Creating a root component generator

ComponentGenerator is used to generate content for the root component of a bulk on auto creation. In the example application we have used a hardcoded generator which generates content from template files contained in the resources directory.

Parent Bulk Reference Provider

Applicable for recurring bulks, the ParentBulkReferenceProvider is called by the bulker so that child bulks can be associated with the relevant parent bulk. It takes the BulkIdentifier and BulkSpecification from the current state and returns the bulk identifier of the parent. In the example application, this method associates the PmtInf messages to pain.001 parent. But this could also be used to group child bulks by InstructingAgentBic for example.

Docker Setup for ipf-bulker-tutorial-app

  ipf-bulker-tutorial-app:
    image: ipf-bulker-tutorial-app:latest
    container_name: ipf-bulker-tutorial-app
    ports:
      - 8080:8080
      - 8559:8558
      - 5006:5005
      - 55002:55001
      - 9002:9001
    volumes:
      - ./config/ipf-bulker-tutorial-app:/ipf-bulker-tutorial-app/conf
      - ./bulk_files:/tmp/bulk_files
      - ./bulk_output:/tmp/bulk_output
      - ./logs:/ipf/logs
    environment:
      - IPF_JAVA_ARGS=-Dma.glasnost.orika.writeClassFiles=false -Dma.glasnost.orika.writeSourceFiles=false -Dconfig.override_with_env_vars=true
    depends_on:
      - ipf-mongo
      - kafka
    healthcheck:
      test: [ "CMD", "curl", "http://localhost:8080/actuator/health" ]

As shown in the Docker setup above, the ipf-bulker-tutorial-app requires MongoDB and Kafka to run.

Running the application

You can start application.yml using the below command from the docker directory:

docker-compose -f application.yml up -d

Testing the application

Run the FullComposeLauncher (which uses the application.yml) under src/test/java to start the application. Once the application is running you can then use the InProgressRunner to execute the Bulking pain.001 XML file BDD test.
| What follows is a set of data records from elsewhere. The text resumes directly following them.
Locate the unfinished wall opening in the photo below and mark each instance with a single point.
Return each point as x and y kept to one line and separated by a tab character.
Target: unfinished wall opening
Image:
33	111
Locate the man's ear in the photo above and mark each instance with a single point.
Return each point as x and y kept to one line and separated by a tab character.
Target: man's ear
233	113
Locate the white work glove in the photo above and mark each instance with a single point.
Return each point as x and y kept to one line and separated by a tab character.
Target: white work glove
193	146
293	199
In addition to the Bulking pain.001 XML file test, other scenarios have also been included to demonstrate different scenarios. All the tests can be executed by running the FeatureTestRunner. The MavenRunner runs the full suite of tests during the maven build

You’ll notice that the code/resources under the test directory are similar to what was present in the TEST1 Tutorial. That’s because we are testing the application using Icon’s Test Framework

In order to interact with the example application, you simply send messages to the BULK_INGESTION_REQUEST topic. This can be a request to create a bulk for example.
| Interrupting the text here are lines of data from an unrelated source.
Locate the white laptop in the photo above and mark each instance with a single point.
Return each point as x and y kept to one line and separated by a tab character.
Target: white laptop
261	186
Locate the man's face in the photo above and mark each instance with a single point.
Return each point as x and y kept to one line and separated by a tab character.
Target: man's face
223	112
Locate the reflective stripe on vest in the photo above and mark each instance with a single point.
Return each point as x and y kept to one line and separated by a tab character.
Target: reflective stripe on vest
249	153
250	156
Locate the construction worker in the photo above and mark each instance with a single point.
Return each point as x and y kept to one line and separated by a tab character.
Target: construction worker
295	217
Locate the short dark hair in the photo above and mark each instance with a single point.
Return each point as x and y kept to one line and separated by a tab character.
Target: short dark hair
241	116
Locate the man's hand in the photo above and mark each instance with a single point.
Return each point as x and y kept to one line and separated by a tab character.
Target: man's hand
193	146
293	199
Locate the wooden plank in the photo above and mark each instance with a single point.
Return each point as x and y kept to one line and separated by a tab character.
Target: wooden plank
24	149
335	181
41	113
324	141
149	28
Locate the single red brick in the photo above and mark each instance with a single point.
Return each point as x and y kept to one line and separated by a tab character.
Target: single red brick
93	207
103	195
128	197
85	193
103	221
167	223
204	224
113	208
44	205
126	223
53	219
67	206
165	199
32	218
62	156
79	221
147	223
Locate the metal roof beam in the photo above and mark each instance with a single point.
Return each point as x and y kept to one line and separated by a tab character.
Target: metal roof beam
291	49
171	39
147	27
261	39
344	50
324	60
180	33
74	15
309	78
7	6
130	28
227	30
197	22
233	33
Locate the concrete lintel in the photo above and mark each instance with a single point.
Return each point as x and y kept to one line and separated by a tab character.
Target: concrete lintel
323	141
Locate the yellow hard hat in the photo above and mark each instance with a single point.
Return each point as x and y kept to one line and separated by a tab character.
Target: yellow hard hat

For convenience, we can run the InProgressRunner and it will send messages to the BULK_INGESTION_REQUEST topic for us, as well as assert that the example application sends the responses as expected.
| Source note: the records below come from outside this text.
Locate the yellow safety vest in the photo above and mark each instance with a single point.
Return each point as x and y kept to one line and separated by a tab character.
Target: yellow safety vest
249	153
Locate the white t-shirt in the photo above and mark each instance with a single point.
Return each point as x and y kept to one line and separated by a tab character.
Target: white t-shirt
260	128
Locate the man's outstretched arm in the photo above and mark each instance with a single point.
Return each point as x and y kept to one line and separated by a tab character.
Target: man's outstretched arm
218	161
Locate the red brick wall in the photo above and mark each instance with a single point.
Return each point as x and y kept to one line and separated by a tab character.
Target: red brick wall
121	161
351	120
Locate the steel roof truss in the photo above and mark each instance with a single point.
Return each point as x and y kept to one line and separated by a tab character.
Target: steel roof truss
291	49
The BDD that is executed by the InProgressRunner is shown below

Meta:


Narrative:
As an IPF tester I want to test bulking of a pain.001 XML file

Scenario: Bulking pain.001 XML file

When the 'Client' sends a 'Create Bulk Message' with values: (1)
| configName | pain.001 |
Then the 'Client' receives a 'Bulk Status Message' with values: (2)
| status | SUCCESS |
Then the 'Client' receives a 'Bulk Notification' with values: (3)
| name | BulkConfiguredNotification |
When the 'Client' sends a 'document' 'Add Component Message' (4)
Then the 'Client' receives a 'Bulk Status Message' with values:
| status | SUCCESS |
When the 'Client' sends a 'pmtInf' 'Add Component Message' with values: (5)
| parentId | #BULK_STATUS_RECEIVED_STACK[0].document.componentId |
Then the 'Client' receives a 'Bulk Status Message' with values:
| status | SUCCESS |
When the 'Client' sends a 'cdtTrfTxInf' 'Add Component Message' with values: (6)
| parentId | #BULK_STATUS_RECEIVED_STACK[0].document.componentId |
Then the 'Client' receives a 'Bulk Status Message' with values:
| status | SUCCESS |
When the 'Client' sends a 'cdtTrfTxInf' 'Add Component Message' with values: (7)
| parentId | #BULK_STATUS_RECEIVED_STACK[1].document.componentId |
Then the 'Client' receives a 'Bulk Status Message' with values:
| status | SUCCESS |
When the 'Client' sends a 'Close Bulk Message'   (8)
Then the 'Client' receives a 'Bulk Status Message' with values:
| status | SUCCESS |
Then the 'Client' receives a 'Bulk Notification' with values:
| name               | BulkClosedNotification |
| payload.autoClosed | false                  |
Then there are '4' components in the component store
When the 'Client' sends a 'Finalise Bulk Message' (9)
Then the 'Client' receives a 'Bulk Status Message' with values:
| status | SUCCESS |
Then the 'Client' receives a 'Bulk Notification' with values:
| name | BulkFinalisedNotification |
Then the bulk file is produced (10)

1	A message is sent to the BULK_INGESTION_REQUEST kafka topic to Create a Bulk
2	A status message is sent to the BULK_OPERATION_RESPONSE topic. This is used to communicate the result of the operation
3	A notification is sent to the BULK_NOTIFICATION topic. If you need to return additional information to the status, a notification should be used - in this case this returned bulkId is required for the subsequent Add Component commands
4	A component is added to the bulk - all components need to correspond to a marker in the configuration and this component corresponds to the "Document" marker
5	A component is added to the bulk corresponding to the "CstmrCdtTrfInitn.PmtInf" marker
6	A component is added to the bulk corresponding to the "CdtTrfTxInf" marker
7	A component is added to the bulk corresponding to the "CdtTrfTxInf" marker
8	A request is sent to close the bulk, i.e. the bulk will no longer accept new components
9	A request is sent to finalise the bulk, i.e. the components are assembled and streamed to an output - in this case the local file system
10	There should be a newly created file in the /tmp/bulk_output directory in the ipf-tutorial-bulker-application container. The file is also viewable under the docker/bulk_archive directory of the solution project, as per the previous docker configuration.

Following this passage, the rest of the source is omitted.